La sospecha contra el exjefe de la Oficina del Presidente de Ucrania, Andriy Yermak, en el caso conocido como "Mindichgate" se preparó el 28 de noviembre. Así lo informó "Ukrainska Pravda" citando fuentes de las fuerzas del orden.
Según la publicación, ese día se realizaron registros en apartamentos relacionados con Yermak. Sin embargo, a pesar de la preparación de los documentos procesales, el exjefe de la Oficina Presidencial no recibió la acusación formal ni el 28 de noviembre ni en las semanas siguientes.
Fuentes de la Fiscalía ucraniana señalan que la demora en la entrega de la sospecha podría deberse tanto a matices procesales como a la sensibilidad política del caso. No ha habido declaraciones oficiales de la NABU, la SAPO ni de los representantes del propio Andriy Yermak.
El caso Mindichgate está vinculado a tramas de corrupción a gran escala en el sector energético y a las actividades de un grupo de personas, entre ellas el empresario Timur Mindich.
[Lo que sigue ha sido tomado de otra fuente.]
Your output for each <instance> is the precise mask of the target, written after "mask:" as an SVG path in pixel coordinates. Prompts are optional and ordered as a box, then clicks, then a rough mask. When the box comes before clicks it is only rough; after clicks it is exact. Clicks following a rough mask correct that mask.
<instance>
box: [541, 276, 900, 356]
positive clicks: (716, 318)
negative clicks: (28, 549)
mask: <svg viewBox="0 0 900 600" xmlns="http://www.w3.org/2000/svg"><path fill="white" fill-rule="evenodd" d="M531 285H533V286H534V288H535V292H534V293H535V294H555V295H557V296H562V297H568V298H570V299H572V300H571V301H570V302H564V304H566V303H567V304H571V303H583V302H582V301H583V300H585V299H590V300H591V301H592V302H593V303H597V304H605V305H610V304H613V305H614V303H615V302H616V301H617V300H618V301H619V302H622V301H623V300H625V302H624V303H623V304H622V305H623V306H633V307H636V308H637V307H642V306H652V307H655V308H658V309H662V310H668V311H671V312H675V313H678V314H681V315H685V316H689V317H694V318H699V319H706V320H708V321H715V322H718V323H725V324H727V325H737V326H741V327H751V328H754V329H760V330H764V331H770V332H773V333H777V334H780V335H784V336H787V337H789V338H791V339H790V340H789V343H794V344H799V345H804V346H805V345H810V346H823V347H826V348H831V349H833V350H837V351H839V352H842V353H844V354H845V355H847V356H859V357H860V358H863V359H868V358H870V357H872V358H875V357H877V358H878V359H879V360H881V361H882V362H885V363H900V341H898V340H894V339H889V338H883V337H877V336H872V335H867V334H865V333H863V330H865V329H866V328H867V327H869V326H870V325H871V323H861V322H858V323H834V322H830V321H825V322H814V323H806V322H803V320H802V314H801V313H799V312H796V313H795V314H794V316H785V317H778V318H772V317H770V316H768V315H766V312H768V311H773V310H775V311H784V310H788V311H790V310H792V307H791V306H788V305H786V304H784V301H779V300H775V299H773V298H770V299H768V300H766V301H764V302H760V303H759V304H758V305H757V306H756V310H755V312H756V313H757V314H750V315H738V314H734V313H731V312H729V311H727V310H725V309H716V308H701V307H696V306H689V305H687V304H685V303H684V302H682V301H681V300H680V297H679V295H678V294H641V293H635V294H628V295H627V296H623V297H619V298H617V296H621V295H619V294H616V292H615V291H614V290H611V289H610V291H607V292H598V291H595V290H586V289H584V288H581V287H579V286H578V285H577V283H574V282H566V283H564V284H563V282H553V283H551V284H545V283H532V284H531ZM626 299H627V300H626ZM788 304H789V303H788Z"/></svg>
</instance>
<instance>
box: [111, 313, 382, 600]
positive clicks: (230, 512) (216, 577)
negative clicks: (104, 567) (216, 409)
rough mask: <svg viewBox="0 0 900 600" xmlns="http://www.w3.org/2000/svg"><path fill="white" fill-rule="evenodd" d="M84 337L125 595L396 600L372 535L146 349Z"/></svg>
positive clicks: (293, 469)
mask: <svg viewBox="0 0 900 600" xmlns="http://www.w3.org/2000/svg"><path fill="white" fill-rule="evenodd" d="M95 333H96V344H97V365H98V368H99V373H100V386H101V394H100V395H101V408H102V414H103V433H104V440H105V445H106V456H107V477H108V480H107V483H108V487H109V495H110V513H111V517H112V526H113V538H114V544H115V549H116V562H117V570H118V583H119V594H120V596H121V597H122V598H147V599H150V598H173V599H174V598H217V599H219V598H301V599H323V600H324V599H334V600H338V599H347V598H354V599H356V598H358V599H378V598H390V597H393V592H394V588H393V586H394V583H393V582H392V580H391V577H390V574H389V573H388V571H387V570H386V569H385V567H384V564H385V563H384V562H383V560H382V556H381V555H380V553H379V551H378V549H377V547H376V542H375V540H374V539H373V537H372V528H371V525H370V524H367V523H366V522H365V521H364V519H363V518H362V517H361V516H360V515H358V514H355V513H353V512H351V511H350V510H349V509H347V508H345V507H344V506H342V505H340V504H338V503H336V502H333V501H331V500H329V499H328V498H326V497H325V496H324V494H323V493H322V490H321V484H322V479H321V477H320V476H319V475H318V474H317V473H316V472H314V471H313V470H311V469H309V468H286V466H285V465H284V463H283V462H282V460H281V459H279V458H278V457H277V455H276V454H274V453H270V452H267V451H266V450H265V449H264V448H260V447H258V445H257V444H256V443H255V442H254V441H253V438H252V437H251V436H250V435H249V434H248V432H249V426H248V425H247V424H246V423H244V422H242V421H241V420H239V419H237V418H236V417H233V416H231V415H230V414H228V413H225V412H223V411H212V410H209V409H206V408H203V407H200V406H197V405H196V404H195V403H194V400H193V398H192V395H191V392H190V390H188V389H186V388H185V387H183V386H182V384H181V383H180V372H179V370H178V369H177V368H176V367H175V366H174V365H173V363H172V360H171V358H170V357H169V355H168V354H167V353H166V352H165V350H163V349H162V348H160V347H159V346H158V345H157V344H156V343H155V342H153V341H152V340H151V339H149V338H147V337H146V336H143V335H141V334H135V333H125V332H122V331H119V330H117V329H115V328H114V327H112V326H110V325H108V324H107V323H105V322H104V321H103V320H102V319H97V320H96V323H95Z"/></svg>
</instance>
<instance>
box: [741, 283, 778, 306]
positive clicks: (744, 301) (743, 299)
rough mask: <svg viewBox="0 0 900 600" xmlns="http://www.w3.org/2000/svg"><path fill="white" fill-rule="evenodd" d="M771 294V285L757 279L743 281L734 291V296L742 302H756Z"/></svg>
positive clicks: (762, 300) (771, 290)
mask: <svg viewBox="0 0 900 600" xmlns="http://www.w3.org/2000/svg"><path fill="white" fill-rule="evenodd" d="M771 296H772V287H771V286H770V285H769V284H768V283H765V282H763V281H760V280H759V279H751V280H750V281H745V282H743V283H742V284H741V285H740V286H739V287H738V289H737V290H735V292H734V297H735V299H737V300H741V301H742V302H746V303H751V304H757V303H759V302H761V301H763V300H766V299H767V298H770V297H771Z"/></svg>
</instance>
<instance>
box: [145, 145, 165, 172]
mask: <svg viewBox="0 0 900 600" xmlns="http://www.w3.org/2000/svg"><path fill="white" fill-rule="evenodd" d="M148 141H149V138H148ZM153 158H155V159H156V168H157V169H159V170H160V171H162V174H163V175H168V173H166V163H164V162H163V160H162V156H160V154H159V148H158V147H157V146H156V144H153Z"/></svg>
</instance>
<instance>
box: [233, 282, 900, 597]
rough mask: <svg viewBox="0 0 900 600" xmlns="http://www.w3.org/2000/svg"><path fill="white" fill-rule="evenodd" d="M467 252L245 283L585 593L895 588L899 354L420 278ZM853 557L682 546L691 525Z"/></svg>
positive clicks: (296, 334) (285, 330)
Previamente, en el marco de este procedimiento, detectives de la NABU y fiscales de la SAPO informaron de sospechas a varios altos funcionarios y empresarios, y también hicieron públicas grabaciones de audio que, según la investigación, indican corrupción sistémica e influencia en la toma de decisiones estatales.
La información sobre la posible sospecha del exjefe de la Oficina Presidencial aumenta significativamente la repercusión pública en torno al caso y podría tener graves consecuencias políticas. Al mismo tiempo, la falta de confirmación oficial por parte de las fuerzas del orden deja abierta la cuestión de futuros acontecimientos.